Another idea is that {x, y} means person x and person y have an appointment together, and two appointments conflict if the same person is involved in both. Nope...that doesn't give the sample output either.
OK...maybe the sample output is wrong. So now I grabbed their code and compiled it on my Mac and ran it. It produced this output:
Following are conflicting intervals
[3,7] Conflicts with [-1960454340,32767]
[2,6] Conflicts with [-1960454340,32767]
[10,15] Conflicts with [-1960454340,32767]
[5,6] Conflicts with [-1960454340,32767]
[4,100] Conflicts with [-1960454340,32767]

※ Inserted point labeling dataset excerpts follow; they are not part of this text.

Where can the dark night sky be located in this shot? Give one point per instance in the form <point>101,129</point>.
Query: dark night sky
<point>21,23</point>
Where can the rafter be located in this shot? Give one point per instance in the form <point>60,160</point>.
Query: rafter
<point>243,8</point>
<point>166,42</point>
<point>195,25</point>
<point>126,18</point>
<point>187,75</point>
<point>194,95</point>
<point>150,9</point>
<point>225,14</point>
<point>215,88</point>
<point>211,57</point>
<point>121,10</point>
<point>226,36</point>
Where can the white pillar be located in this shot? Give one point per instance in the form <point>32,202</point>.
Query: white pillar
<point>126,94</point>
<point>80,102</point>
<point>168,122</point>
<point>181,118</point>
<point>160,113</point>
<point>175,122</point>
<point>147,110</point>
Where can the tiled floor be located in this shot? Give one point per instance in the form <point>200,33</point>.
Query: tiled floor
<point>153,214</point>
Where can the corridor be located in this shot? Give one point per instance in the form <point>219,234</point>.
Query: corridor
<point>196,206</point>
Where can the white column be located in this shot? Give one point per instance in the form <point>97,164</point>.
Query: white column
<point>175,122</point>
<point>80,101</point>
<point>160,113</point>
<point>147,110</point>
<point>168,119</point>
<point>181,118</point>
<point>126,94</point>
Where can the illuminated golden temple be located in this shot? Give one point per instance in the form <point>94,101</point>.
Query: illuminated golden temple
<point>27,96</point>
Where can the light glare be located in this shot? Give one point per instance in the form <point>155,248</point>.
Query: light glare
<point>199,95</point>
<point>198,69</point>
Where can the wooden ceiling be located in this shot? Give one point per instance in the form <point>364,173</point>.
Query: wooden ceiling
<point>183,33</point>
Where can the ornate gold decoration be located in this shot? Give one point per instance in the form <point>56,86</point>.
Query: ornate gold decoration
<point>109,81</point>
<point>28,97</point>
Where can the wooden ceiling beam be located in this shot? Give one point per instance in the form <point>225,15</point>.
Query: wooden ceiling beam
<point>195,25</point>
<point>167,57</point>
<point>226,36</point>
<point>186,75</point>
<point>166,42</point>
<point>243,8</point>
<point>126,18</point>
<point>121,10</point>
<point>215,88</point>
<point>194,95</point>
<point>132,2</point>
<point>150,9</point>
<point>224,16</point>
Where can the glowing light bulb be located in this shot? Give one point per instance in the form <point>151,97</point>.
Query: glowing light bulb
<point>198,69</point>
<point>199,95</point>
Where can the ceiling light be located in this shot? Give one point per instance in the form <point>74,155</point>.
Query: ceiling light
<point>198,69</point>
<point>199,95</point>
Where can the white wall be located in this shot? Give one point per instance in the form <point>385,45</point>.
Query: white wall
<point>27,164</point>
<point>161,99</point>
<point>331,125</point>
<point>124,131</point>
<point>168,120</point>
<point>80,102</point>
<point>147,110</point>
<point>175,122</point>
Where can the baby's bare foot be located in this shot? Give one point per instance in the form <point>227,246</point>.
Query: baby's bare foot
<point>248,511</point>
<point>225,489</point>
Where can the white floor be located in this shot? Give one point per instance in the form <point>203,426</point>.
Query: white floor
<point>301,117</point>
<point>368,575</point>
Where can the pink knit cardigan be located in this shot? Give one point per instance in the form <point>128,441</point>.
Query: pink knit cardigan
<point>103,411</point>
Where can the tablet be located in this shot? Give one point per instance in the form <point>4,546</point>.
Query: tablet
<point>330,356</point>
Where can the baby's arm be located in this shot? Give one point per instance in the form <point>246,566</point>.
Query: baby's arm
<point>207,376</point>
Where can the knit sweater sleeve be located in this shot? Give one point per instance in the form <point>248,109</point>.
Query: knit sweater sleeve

WTF? OK...so I take it to a Linux box, and try it there, and it gives the output given at the site. Hmmm. I do see that I got a compiler warning on the Mac and not on Linux, about control reaching the end of a non-void function. The function newNode is missing a return! Putting "return temp;" at the end gets rid of the warning, and then the Mac produces the same output as Linux. (Raising the question of why gcc on my Linux box did not warn about the missing return...).Anyway, I see that there is a function in there to determine if a pair of appointments overlap:
// A utility function to check if given two intervals overlap
bool doOVerlap(Interval i1, Interval i2)
{
if (i1.low < i2.high && i2.low < i1.high)
return true;
return false;
}
OK...looking at that, it sure looks to me like it should say that {2, 6} and {3, 7} overlap. A quick test confirms that {2, 6} and {3, 7} in fact do overlap according to doOVerlap. So why isn't it figuring that out?Putting a printout in doOVerlap to see how it is getting used:
// A utility function to check if given two intervals overlap
bool doOVerlap(Interval i1, Interval i2)
{
cout << "check " << i1.low << "," << i1.high
<< " against " << i2.low << "," << i2.high << "\n";
if (i1.low < i2.high && i2.low < i1.high)
return true;
return false;
}
changes the output to this: Following are conflicting intervals
check 1,5 against 3,7
[3,7] Conflicts with [1,5]
check 1,5 against 2,6
[2,6] Conflicts with [1,5]
check 1,5 against 10,15
check 3,7 against 10,15
check 1,5 against 5,6
check 3,7 against 5,6
[5,6] Conflicts with [3,7]
check 1,5 against 4,100
[4,100] Conflicts with [1,5]
OK...so it is not finding that {2, 6} and {3, 7} overlap because it is never even checking them against each other.I'll leave it to someone more curious than I to figure out what is wrong with their "solution".